The paper’s central lesson is that you cannot fix this after dispatch, so defenses have to move earlier in the pipeline.

• Gate speculation at issue time. Apply the paper’s framing: decide what a speculative call may reveal before it leaves the runtime, not after the branch resolves. Suppress or rewrite the argument and destination projection of low-confidence speculative calls.
• Don’t rely on rollback or allow-lists for privacy. Commit-time cleanup, read-only modes, and access-control allow-lists are valid integrity controls but, per the findings, do nothing to undo a disclosure an external observer already received.
• Restrict speculation to trusted, idempotent, low-sensitivity tools. Local or first-party tools leak to no third party; reserve speculative pre-dispatch for those and disable it for tools that carry user content to external endpoints.
• Minimize what speculative arguments carry. Send placeholders or coarsened arguments speculatively and substitute the real values only on commit, so an abandoned branch reveals little.
• Treat speculative dispatch as a logged, auditable event.
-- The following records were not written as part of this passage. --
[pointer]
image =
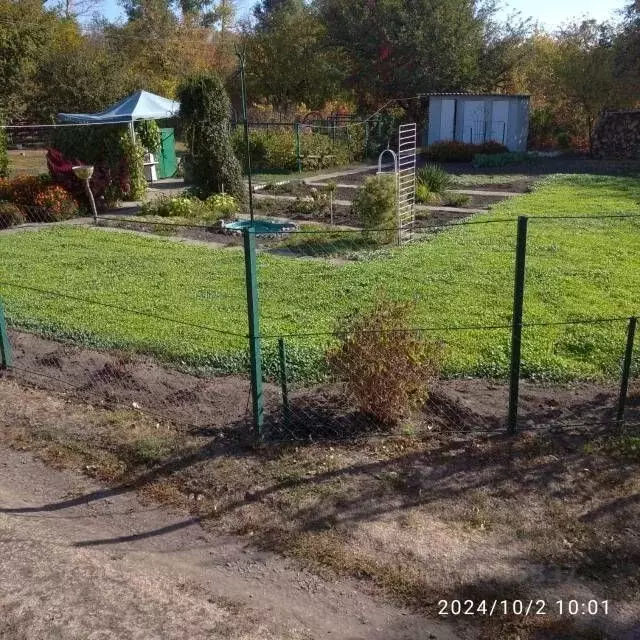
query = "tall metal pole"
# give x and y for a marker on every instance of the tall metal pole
(626, 370)
(242, 58)
(516, 329)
Apply least-privilege agency (OWASP LLM06) and record which external parties received speculative calls, so intent leakage is at least observable.

Status

This is published academic research describing a structural privacy weakness in speculative agent execution and a proposed runtime mitigation, not a vulnerability in a specific named product, and no exploit code is involved. Key date: arXiv preprint 2606.02483, version 1, submitted 1 June 2026 (cs.CR / cs.AI / cs.CL). The Speculative Tool Privacy Contracts described are a research prototype; treat the issue-time mitigation principle as the actionable takeaway rather than a shipped library.